The above may indicate the issue is with mdraid and grub, but given this does seem to present on my zfs machines, I thought I'd raise it here

markdesouza commented 8 years ago

I should mention that I am installing this from a Wheezy chroot environment, hence why the kernel is: 3.2.0-4-amd64 #1 SMP Debian 3.2.81-1 x86_64 GNU/Linux

markdesouza commented 8 years ago

Confirmed this problem only occurs when using ZFS. If I just use MD raid and hence use the standard version of grub then the problem does not occur.

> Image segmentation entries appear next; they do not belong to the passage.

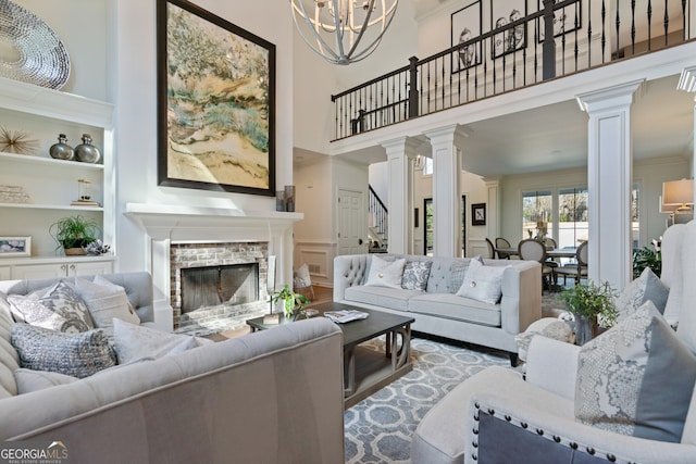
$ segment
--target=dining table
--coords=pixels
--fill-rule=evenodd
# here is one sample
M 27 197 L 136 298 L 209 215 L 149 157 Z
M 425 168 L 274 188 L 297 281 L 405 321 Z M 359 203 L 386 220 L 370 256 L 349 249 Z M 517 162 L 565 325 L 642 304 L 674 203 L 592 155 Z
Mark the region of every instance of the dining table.
M 509 254 L 512 256 L 520 254 L 517 247 L 500 247 L 495 250 L 498 254 Z M 548 248 L 546 250 L 546 258 L 575 258 L 576 252 L 576 247 Z

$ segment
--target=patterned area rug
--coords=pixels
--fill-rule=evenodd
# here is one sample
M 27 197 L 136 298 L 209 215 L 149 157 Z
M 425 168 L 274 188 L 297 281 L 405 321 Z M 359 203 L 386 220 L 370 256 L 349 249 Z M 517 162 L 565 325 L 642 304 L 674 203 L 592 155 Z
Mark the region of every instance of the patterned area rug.
M 384 352 L 384 339 L 365 343 Z M 413 371 L 346 411 L 346 463 L 409 463 L 411 436 L 447 392 L 506 353 L 467 343 L 411 340 Z

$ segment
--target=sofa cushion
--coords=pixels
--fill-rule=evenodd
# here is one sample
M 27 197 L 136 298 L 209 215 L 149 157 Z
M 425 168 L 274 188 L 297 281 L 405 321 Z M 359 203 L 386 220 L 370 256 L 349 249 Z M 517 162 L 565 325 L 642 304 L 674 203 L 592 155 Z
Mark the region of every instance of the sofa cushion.
M 8 301 L 18 322 L 73 334 L 95 328 L 85 301 L 62 280 L 29 294 L 10 294 Z
M 65 374 L 48 371 L 33 371 L 21 367 L 14 372 L 17 383 L 17 393 L 30 393 L 32 391 L 44 390 L 45 388 L 57 387 L 59 385 L 72 384 L 79 380 Z
M 575 416 L 605 430 L 679 442 L 696 356 L 647 301 L 580 350 Z
M 471 260 L 464 281 L 456 294 L 496 304 L 502 297 L 502 273 L 505 269 L 506 267 L 501 266 L 484 266 L 478 260 Z
M 140 324 L 140 318 L 130 305 L 125 289 L 120 285 L 97 275 L 91 281 L 76 278 L 75 289 L 87 303 L 95 325 L 104 329 L 108 335 L 113 333 L 114 317 L 132 324 Z
M 432 261 L 407 261 L 401 276 L 401 288 L 425 291 L 432 265 Z
M 346 289 L 346 301 L 373 304 L 389 310 L 408 311 L 409 298 L 421 294 L 418 290 L 402 288 L 356 286 Z
M 455 321 L 500 327 L 500 305 L 483 303 L 451 293 L 417 294 L 409 300 L 408 311 Z
M 119 318 L 113 319 L 113 338 L 119 364 L 176 354 L 200 344 L 196 337 L 157 330 Z
M 631 281 L 617 298 L 618 322 L 633 314 L 648 300 L 655 304 L 660 314 L 664 313 L 669 293 L 669 288 L 649 267 L 646 267 L 641 276 Z
M 116 365 L 116 354 L 101 329 L 64 334 L 17 323 L 12 327 L 12 344 L 22 367 L 34 371 L 83 378 Z
M 380 256 L 372 256 L 370 274 L 365 286 L 401 288 L 401 277 L 403 276 L 405 259 L 397 259 L 393 262 L 383 260 Z

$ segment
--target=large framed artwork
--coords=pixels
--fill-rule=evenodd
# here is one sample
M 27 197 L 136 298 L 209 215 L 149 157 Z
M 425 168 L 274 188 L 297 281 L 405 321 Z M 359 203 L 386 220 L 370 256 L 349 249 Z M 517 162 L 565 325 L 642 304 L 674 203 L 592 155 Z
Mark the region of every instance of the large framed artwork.
M 536 0 L 536 2 L 539 11 L 543 10 L 543 1 Z M 554 0 L 554 3 L 558 3 L 558 0 Z M 580 29 L 582 27 L 582 0 L 577 0 L 575 4 L 554 11 L 554 37 L 559 37 L 563 34 Z M 538 32 L 537 37 L 540 43 L 546 37 L 543 17 L 536 20 L 536 30 Z
M 188 1 L 157 5 L 159 185 L 275 195 L 275 46 Z
M 490 0 L 490 30 L 504 27 L 526 16 L 526 0 Z M 526 25 L 520 24 L 492 37 L 493 59 L 526 47 Z
M 451 47 L 481 36 L 482 23 L 481 0 L 473 1 L 452 13 Z M 452 73 L 459 73 L 476 64 L 481 64 L 481 42 L 465 46 L 458 53 L 452 53 Z

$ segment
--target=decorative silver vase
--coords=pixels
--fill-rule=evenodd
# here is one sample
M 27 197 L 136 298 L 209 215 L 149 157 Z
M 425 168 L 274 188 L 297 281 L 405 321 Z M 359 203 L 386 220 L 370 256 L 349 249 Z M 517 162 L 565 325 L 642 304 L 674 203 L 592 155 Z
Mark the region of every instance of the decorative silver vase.
M 83 134 L 83 142 L 75 147 L 75 156 L 83 163 L 97 163 L 101 158 L 101 152 L 91 145 L 91 136 Z
M 73 147 L 67 145 L 67 137 L 65 134 L 60 134 L 58 136 L 58 143 L 53 143 L 51 148 L 48 149 L 51 158 L 57 160 L 74 160 L 75 151 Z

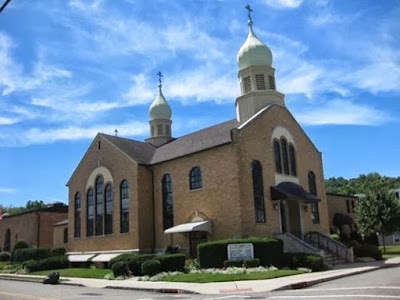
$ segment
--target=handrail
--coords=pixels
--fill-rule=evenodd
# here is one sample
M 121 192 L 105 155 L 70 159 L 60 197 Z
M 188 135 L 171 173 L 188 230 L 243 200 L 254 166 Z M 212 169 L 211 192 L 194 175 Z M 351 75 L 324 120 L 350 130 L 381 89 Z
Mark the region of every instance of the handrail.
M 315 243 L 318 248 L 331 254 L 333 264 L 335 264 L 334 258 L 340 259 L 343 257 L 346 262 L 351 261 L 349 250 L 345 245 L 320 232 L 310 231 L 304 235 L 304 240 L 311 244 Z

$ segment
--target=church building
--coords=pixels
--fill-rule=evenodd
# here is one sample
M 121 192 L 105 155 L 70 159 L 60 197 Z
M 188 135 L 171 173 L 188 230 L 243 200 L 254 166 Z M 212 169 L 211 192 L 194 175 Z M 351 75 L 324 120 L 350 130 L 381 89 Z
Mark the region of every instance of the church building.
M 106 261 L 179 245 L 196 257 L 204 241 L 329 234 L 321 153 L 285 106 L 248 9 L 236 118 L 173 137 L 159 73 L 149 137 L 99 133 L 68 181 L 69 253 Z

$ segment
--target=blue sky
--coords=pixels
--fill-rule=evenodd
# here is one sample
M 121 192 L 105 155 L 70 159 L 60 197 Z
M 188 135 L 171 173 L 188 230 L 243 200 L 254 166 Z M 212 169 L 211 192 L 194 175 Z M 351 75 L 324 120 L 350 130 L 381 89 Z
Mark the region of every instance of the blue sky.
M 147 138 L 158 71 L 174 136 L 234 118 L 246 4 L 12 0 L 0 15 L 0 204 L 67 203 L 97 132 Z M 250 5 L 325 178 L 400 176 L 400 1 Z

This indicates that the problem is either with ZFS module or ZFS version of grub.

markdesouza commented 8 years ago

This problem seems to occur when installing Grub 2.02-beta2.9-ZOL11 on a new Jessie install located inside a Wheezy chroot.

Installing Grub 2.02-beta2.9-ZOL11 on a new Wheezy install located inside a Wheezy chroot, works.

I assume this has to do with Grub getting confused between the different kernel versions.